Die Politik hat das Problem erkannt, aber bisher keine Lösung gefunden. Eine Arbeitsgruppe von Bund und Ländern gab bereits im Jahr 2014 als Ziele aus, landwirtschaftliches Eigentum breit zu streuen, Landwirten einen Vorrang beim Flächenerwerb einzuräumen und vor allem den Anstieg der Preise zu begrenzen. Das ist bisher nicht einmal ansatzweise gelungen. In Sachsen-Anhalt nahm sich die Koalition aus CDU, SPD und Grünen 2016 im Koalitionsvertrag vor, ein Gesetz zu erarbeiten, das »insbesondere« eine Preisdämpfung bewirken solle. Im November 2019 räumte der SPD-Politiker Jürgen Barth im Landtag ein, die Materie sei vor allem bei »Share Deals« komplex; man wolle sich den Entwurf nicht »vor Gericht durch die Anwälte großer Firmen zerpflücken« lassen: »Lassen Sie uns noch ein paar Tage Zeit!« Zehn Monate später liegt noch immer kein Gesetz vor. Im Juni 2021 endet die Wahlperiode.

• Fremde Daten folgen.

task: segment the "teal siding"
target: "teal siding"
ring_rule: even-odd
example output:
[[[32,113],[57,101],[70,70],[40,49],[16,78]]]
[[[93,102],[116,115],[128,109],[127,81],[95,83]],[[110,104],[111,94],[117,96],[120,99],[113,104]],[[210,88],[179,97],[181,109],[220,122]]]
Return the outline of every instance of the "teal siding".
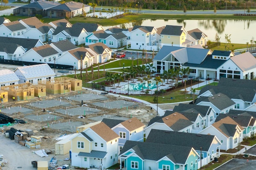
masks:
[[[138,168],[132,168],[132,161],[138,162]],[[127,166],[126,166],[127,170],[143,170],[143,166],[142,161],[138,157],[131,157],[127,159]]]
[[[170,170],[174,170],[174,164],[171,161],[162,160],[158,163],[158,169],[163,169],[163,165],[170,166]]]

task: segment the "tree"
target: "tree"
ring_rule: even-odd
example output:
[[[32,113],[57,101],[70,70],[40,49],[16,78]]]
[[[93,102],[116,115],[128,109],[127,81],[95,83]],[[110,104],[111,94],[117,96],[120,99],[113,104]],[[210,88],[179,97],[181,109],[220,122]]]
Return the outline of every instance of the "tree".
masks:
[[[5,7],[6,4],[8,4],[9,2],[8,0],[2,0],[2,2],[4,3],[4,7]]]
[[[93,17],[95,17],[95,7],[97,7],[97,4],[94,3],[89,3],[89,5],[93,8]]]

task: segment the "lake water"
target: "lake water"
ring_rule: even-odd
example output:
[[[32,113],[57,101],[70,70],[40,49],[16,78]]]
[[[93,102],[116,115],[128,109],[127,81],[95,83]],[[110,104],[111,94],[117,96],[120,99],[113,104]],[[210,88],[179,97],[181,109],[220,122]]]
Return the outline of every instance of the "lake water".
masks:
[[[155,26],[156,28],[166,25],[183,26],[188,31],[198,28],[208,36],[212,41],[215,39],[216,33],[220,37],[220,42],[225,42],[225,34],[231,34],[231,44],[246,44],[254,36],[256,40],[256,20],[144,20],[130,22],[117,26],[128,28],[134,25]],[[107,29],[113,26],[104,26]],[[253,42],[253,44],[254,44]]]

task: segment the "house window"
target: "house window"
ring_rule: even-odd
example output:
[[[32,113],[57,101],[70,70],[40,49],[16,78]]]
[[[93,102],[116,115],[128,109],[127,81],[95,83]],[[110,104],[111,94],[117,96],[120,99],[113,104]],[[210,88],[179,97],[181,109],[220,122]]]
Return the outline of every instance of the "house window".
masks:
[[[139,162],[132,161],[131,162],[131,168],[134,169],[139,169],[138,166],[138,163]]]
[[[170,166],[163,165],[163,170],[170,170]]]
[[[120,138],[122,139],[126,139],[126,132],[119,132],[119,136],[120,136]]]
[[[81,141],[77,141],[77,148],[83,149],[84,146],[84,143]]]

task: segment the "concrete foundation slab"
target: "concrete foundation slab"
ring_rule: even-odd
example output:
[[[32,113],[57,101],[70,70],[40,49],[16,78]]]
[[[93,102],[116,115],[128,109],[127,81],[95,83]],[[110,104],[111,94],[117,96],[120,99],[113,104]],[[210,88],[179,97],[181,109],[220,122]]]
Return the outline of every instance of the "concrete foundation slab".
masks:
[[[68,121],[59,124],[57,122],[55,124],[50,125],[49,127],[53,129],[73,132],[76,131],[77,127],[81,126],[83,125],[84,125],[84,124],[80,121]]]
[[[92,104],[99,107],[108,109],[136,107],[138,105],[138,104],[136,103],[127,102],[125,100],[116,100],[106,102],[95,102],[93,103]]]
[[[7,114],[11,114],[18,112],[20,112],[23,114],[27,114],[32,113],[34,110],[29,108],[21,107],[4,107],[4,108],[1,109],[1,112],[2,113]]]
[[[85,115],[95,113],[100,111],[87,107],[79,107],[67,109],[57,109],[55,110],[56,112],[70,116]]]
[[[50,114],[46,114],[40,115],[28,115],[25,116],[25,118],[27,119],[35,121],[55,121],[61,118],[61,117],[55,116]]]
[[[67,97],[65,97],[68,100],[75,101],[76,102],[81,102],[82,100],[85,102],[89,100],[107,100],[108,98],[103,95],[101,95],[100,94],[96,92],[91,92],[91,93],[81,94],[78,95],[70,95]]]
[[[60,106],[70,106],[71,105],[68,102],[63,102],[61,100],[43,100],[27,104],[28,106],[38,108],[49,108]]]

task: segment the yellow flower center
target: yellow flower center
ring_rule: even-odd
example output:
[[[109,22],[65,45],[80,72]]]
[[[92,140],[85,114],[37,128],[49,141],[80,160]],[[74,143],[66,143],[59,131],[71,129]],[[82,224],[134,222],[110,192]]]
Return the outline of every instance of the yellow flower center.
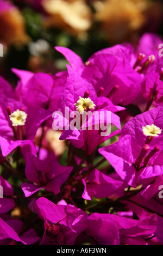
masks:
[[[12,126],[17,126],[18,125],[24,125],[27,114],[24,111],[17,109],[16,111],[12,113],[9,117]]]
[[[161,133],[162,130],[154,124],[142,127],[143,133],[146,136],[158,137]]]
[[[82,98],[80,96],[79,96],[79,100],[77,103],[74,103],[74,106],[76,106],[77,110],[80,114],[83,114],[84,111],[87,111],[88,109],[94,109],[95,107],[96,107],[95,104],[89,97]]]

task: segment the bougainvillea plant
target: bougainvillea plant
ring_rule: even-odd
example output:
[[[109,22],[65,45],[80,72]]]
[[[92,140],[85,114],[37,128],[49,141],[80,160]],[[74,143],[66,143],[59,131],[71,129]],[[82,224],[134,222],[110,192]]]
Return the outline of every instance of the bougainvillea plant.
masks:
[[[161,42],[0,77],[1,245],[163,244]]]

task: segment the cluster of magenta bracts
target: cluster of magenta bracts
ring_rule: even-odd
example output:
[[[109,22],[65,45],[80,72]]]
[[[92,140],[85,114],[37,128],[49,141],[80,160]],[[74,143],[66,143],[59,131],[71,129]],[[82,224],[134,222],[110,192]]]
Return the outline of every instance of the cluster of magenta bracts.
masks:
[[[0,176],[0,244],[162,244],[163,199],[158,196],[163,185],[161,42],[147,34],[136,50],[129,44],[116,45],[95,53],[85,64],[70,50],[57,47],[70,63],[67,71],[52,75],[13,69],[20,78],[14,90],[0,78],[1,163],[18,170],[18,176],[9,159],[19,151],[26,164],[21,189],[29,200],[27,207],[44,222],[44,231],[37,234],[34,222],[27,230],[11,218],[16,197]],[[70,145],[66,167],[52,151],[45,152],[41,143],[34,143],[39,127],[43,132],[52,128],[53,113],[64,114],[65,107],[81,116],[88,111],[109,111],[114,128],[106,136],[93,129],[64,130],[60,139]],[[104,117],[100,121],[108,120]],[[99,147],[115,136],[116,142]],[[84,154],[75,156],[76,162],[70,159],[72,148]],[[97,164],[88,162],[95,153],[114,171],[98,170]],[[79,203],[73,197],[76,193]],[[106,200],[93,204],[92,198]],[[118,204],[115,212],[111,208]]]

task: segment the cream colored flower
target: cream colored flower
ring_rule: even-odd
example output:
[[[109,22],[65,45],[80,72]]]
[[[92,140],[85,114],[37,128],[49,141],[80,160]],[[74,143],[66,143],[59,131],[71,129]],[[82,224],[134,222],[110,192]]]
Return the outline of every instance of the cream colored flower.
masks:
[[[142,131],[146,136],[158,137],[158,135],[161,134],[162,130],[153,124],[151,125],[143,126]]]
[[[94,109],[95,107],[96,107],[95,104],[89,97],[82,98],[80,96],[79,96],[79,100],[77,103],[74,103],[74,105],[77,107],[77,110],[80,114],[83,114],[84,111],[86,111],[87,109]]]
[[[10,119],[12,122],[12,126],[17,126],[18,125],[24,125],[27,114],[24,111],[17,109],[10,115]]]
[[[112,43],[121,42],[143,26],[147,11],[152,5],[149,0],[99,0],[94,1],[95,19]]]
[[[49,14],[47,26],[69,32],[83,32],[91,26],[91,11],[83,0],[43,0],[42,5]]]

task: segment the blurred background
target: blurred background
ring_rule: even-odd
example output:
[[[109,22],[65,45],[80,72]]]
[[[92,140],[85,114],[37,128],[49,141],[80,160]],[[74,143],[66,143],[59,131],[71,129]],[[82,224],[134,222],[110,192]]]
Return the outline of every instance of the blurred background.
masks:
[[[13,86],[11,68],[55,74],[68,47],[84,62],[96,51],[128,42],[145,32],[162,35],[163,3],[152,0],[0,0],[0,74]]]

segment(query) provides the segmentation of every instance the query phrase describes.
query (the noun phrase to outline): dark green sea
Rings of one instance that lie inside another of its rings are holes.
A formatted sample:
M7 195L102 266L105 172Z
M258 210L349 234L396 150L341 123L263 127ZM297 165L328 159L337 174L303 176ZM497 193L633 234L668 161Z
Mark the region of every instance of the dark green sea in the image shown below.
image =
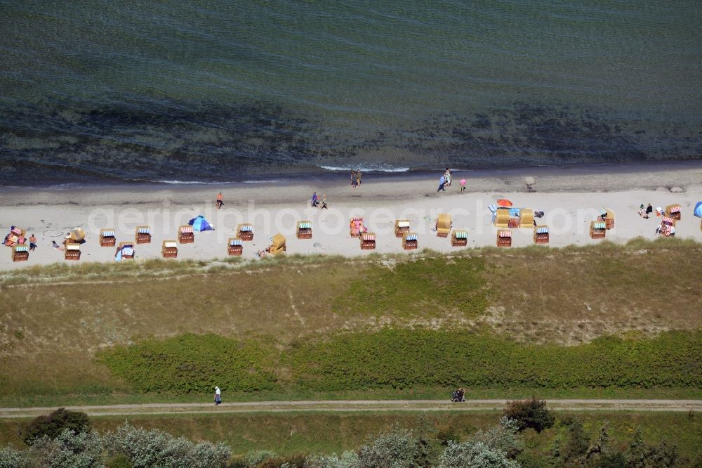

Die Linke hat im Land mehrere Vorstöße gestartet; unter anderem sollte analog zur Mietpreisbremse der Preisanstieg bei Bodenverkäufen gedeckelt werden. Eine Mehrheit fand das nicht. An diesem Mittwoch wird in Erfurt ein Gutachten vorgelegt, das die Fraktionen in Bund und Ländern gemeinsam in Auftrag gaben. Es regt unter anderem an, Grundstücksverkäufen die Genehmigung zu versagen, wenn der Verkaufpreis 30 Prozent über dem Verkehrswert liegt. Eine »marktbeherrschende Stellung« von Eigentümern in Regionen soll verhindert, der Verkauf von Betriebsanteilen gedeckelt und stärker reguliert werden. Dass Handlungsbedarf bestehe, scheine »in der politischen Diskussion nicht streitig zu sein«, so das Papier. Bis das bundesweit Folgen hat, dürften indes viele Ernten vergehen: Entsprechende Gesetze müssten die Länder beschließen. Wie schwierig das ist, zeigt Sachsen-Anhalt seit 2016.